The question is not whether your employer will drop its employee group health plan, but when. The good news is that the alternatives are actually better than the current system.
Changing times are eroding the old system
When group health insurance developed during World War II to attract a shortage of workers, health costs were relatively low and lifetime employment was common. While technology has made companies more efficient, the increased competition has strained profit margins in many industries.

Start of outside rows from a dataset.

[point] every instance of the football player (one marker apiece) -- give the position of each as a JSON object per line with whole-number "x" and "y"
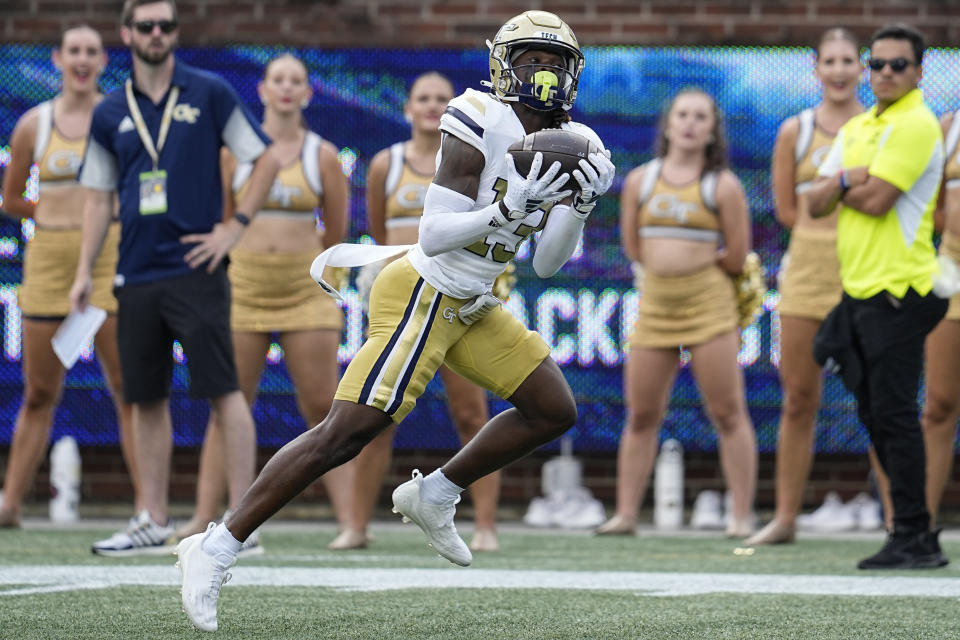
{"x": 434, "y": 306}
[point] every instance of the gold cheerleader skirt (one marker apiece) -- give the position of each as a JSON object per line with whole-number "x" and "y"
{"x": 50, "y": 265}
{"x": 274, "y": 292}
{"x": 810, "y": 283}
{"x": 685, "y": 310}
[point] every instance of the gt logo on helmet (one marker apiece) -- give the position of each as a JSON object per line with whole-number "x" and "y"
{"x": 535, "y": 30}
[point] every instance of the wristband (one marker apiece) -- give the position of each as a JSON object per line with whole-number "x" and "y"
{"x": 844, "y": 183}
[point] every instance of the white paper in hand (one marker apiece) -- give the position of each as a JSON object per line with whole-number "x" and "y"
{"x": 76, "y": 332}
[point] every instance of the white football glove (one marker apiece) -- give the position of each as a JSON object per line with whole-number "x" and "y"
{"x": 478, "y": 308}
{"x": 595, "y": 179}
{"x": 527, "y": 194}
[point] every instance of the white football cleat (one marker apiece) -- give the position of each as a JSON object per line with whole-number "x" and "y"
{"x": 201, "y": 577}
{"x": 436, "y": 520}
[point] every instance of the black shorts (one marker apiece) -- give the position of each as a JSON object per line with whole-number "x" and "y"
{"x": 194, "y": 309}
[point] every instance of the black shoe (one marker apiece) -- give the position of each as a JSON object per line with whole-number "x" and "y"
{"x": 908, "y": 551}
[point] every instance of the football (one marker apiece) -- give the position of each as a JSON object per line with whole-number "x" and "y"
{"x": 556, "y": 145}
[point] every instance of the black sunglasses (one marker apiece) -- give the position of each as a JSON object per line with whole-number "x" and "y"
{"x": 146, "y": 26}
{"x": 897, "y": 65}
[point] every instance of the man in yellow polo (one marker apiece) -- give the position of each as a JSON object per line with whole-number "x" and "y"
{"x": 884, "y": 169}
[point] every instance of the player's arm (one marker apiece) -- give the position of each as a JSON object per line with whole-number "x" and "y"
{"x": 377, "y": 196}
{"x": 335, "y": 195}
{"x": 783, "y": 172}
{"x": 565, "y": 223}
{"x": 18, "y": 171}
{"x": 734, "y": 216}
{"x": 228, "y": 165}
{"x": 448, "y": 220}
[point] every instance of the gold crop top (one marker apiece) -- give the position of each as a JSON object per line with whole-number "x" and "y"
{"x": 297, "y": 190}
{"x": 405, "y": 190}
{"x": 671, "y": 211}
{"x": 58, "y": 158}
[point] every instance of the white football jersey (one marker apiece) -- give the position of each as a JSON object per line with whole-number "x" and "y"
{"x": 491, "y": 126}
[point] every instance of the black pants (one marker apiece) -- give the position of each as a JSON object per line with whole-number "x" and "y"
{"x": 888, "y": 336}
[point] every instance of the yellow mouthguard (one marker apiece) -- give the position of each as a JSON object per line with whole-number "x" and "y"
{"x": 546, "y": 80}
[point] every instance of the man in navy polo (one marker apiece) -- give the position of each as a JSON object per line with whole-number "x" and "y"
{"x": 157, "y": 143}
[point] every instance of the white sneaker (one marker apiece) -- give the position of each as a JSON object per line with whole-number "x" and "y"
{"x": 436, "y": 520}
{"x": 252, "y": 545}
{"x": 831, "y": 517}
{"x": 201, "y": 577}
{"x": 866, "y": 511}
{"x": 707, "y": 511}
{"x": 142, "y": 537}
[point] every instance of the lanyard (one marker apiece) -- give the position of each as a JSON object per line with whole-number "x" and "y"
{"x": 154, "y": 152}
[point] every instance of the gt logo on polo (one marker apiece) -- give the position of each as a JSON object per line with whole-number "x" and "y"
{"x": 185, "y": 113}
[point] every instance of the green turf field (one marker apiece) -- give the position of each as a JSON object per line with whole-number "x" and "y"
{"x": 541, "y": 585}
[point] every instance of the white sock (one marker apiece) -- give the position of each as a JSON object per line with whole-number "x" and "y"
{"x": 437, "y": 489}
{"x": 221, "y": 544}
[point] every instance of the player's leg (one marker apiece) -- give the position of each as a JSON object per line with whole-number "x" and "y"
{"x": 649, "y": 376}
{"x": 469, "y": 411}
{"x": 368, "y": 470}
{"x": 801, "y": 381}
{"x": 43, "y": 381}
{"x": 721, "y": 383}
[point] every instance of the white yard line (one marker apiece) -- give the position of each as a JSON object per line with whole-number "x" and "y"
{"x": 25, "y": 580}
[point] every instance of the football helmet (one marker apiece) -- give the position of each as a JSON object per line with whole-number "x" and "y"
{"x": 543, "y": 88}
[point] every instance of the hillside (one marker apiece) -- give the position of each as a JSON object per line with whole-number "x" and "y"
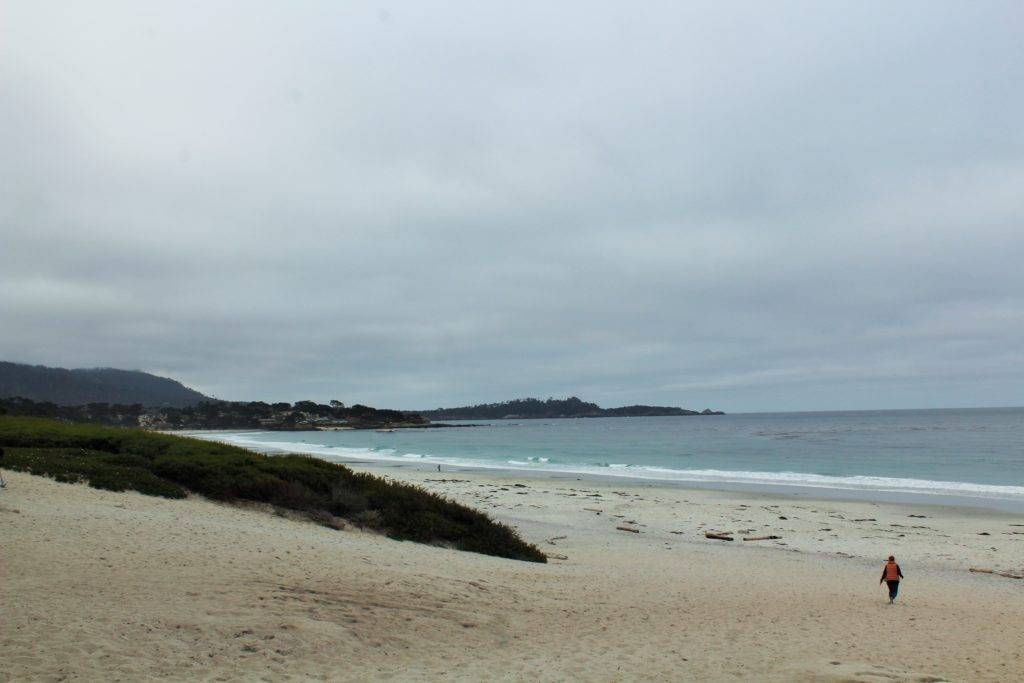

In an era of increased efficiencies, health care costs, on the contrary, are steadily rising 2 to 3 times faster than inflation.
Five-year decline in employer-provided health insurance
In 2005 nearly 4.5 million fewer workers had employer-provided health insurance than in 2000. The downward trend continued even during upswings in the economy such as between 2004 and 2005 when over 2 million jobs were created. The decline affected all segments of the workforce including full-time workers, those with college degrees, and even those with salaries in the top twenty percent. The decline was not limited by geography with 34 states experiencing significant losses in coverage and no state experiencing a significant increase.
Employer health plans that remain are hardly insurance
Many of the employers that have retained coverage for their employees have had to cut benefits, raise deductibles, or increase required employee contributions. Even Microsoft, which has long touted its generous health benefits, has made cuts to its prescription drug coverage. Considering these risks and the fact that employees lose health coverage when they leave their employer it is obvious that group health insurance could hardly be considered insurance at all.
HRA, HSA, and individual health insurance
The good news is that in place of completely dropping health benefits, more and more companies are reimbursing employees for their own individual and family health insurance through HRAs (Health Reimbursement Arrangements). Individual health plans, which include family plans, are more advantageous than group plans because the plan stays with the employee even if they leave their employer. And unlike group health plans, individual plans cannot have their benefits cut. In addition, an individual’s medical claims or health cannot alone cause an increase in premiums or loss of coverage.
The Federal government has also stepped in to make individual health insurance more affordable to more Americans by enacting legislation for the creation of HSA (Health Savings Account) plans. An HSA plan consists of a tax-favored savings account tied to a high-deductible health insurance policy. Eligible medical expenses that contribute toward the deductible can be paid with tax-free dollars from the HSA. The high-deductible plans were structured to reduce costs associated with processing small claims and at the same time put more responsibility for managing personal health into the hands of the consumer.